Bledsoe predicted Biden will initially be expected to try to work with Republican colleagues to reach the 60-vote threshold required to pass most legislation – though if that does not pan out, there are processes to pass laws with a simple 51-vote majority.

Hope for the future

Despite the challenges, there is no question that it is a time for renewed optimism, at least in the sense that the ranks of the effort to fight climate change are back up to strength. Plus, Biden and Kerry’s arrival comes as we are seeing record investments in clean energy with enormous potential for jobs.

As Kerry told the G20 forum: “A zero-emissions future offers huge opportunity for business, for clean, green jobs and economic growth and, to use the president’s words, to ‘build back better’ from the global economic crisis.”

Your environment round-up

1. Six climate numbers for a changing US: From the degrees the earth has warmed, to the amount of carbon dioxide left in the carbon budget, to the record number of climate disasters the US saw in 2020, these are the numbers the Biden administration will have to face as it tackles the climate crisis head-on.

2. Earliest cave painting discovered: A painting of pigs discovered in a cave in Indonesia has set a new record for the earliest figurative art – images that show more than just abstractions. It is at least 45,500 years old.
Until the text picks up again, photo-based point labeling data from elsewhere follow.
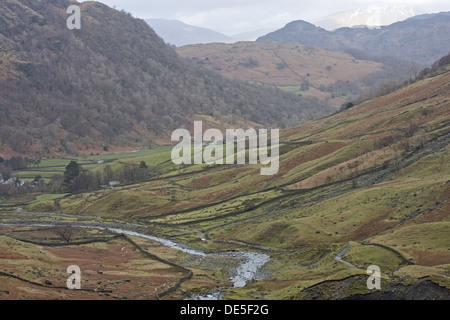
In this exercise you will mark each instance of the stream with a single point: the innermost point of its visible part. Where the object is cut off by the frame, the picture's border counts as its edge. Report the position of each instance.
(246, 271)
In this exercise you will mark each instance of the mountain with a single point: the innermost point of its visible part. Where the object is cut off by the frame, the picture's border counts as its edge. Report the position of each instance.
(374, 16)
(181, 34)
(422, 39)
(112, 84)
(366, 186)
(308, 71)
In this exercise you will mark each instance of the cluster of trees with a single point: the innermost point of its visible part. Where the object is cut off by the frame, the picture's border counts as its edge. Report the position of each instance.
(77, 179)
(115, 82)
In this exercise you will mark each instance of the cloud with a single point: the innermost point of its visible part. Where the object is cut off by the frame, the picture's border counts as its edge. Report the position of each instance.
(236, 16)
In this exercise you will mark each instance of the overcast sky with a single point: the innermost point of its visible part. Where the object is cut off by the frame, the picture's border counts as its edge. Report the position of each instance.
(236, 16)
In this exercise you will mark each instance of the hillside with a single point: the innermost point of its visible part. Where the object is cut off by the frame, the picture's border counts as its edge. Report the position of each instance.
(422, 39)
(180, 34)
(112, 85)
(372, 16)
(366, 186)
(329, 75)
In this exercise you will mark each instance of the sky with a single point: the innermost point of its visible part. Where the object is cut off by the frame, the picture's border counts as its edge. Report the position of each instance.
(232, 17)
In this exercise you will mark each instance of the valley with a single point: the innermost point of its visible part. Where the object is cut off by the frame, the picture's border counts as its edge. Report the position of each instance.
(357, 179)
(89, 125)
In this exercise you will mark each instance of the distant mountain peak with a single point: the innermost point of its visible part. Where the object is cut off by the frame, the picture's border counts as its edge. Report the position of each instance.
(180, 34)
(372, 16)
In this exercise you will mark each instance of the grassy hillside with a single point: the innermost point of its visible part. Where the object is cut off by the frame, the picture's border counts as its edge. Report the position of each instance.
(111, 85)
(308, 71)
(422, 39)
(373, 179)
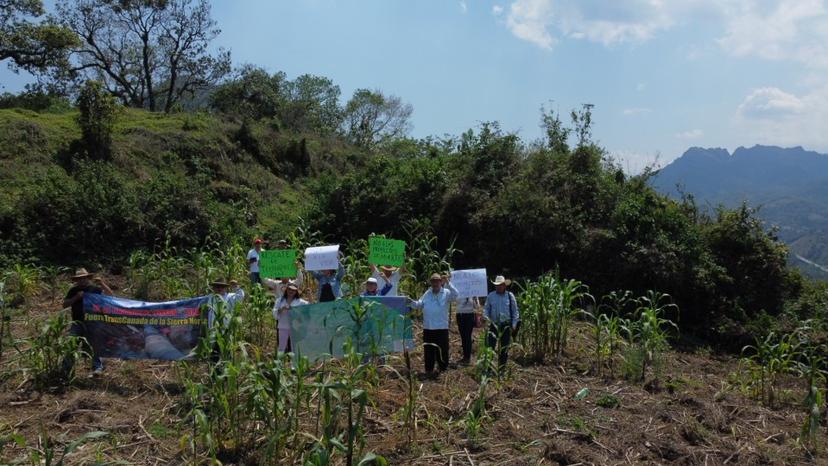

3. Will a green economy help the Amazon?: A leading scientist has warned that if economic activities such as farming and mining continue to be prioritised over a sustainable biodiversity-based economy, the rainforest’s hydrological cycle will be “in tatters”.

4. Unpacking the mysteries of butterfly flight: Using a wind tunnel and high-speed cameras, scientists have documented the delicate creatures to better understand how they are able to fly with such large but inefficient wings.

The final word

Perseverance, secret of all triumphs.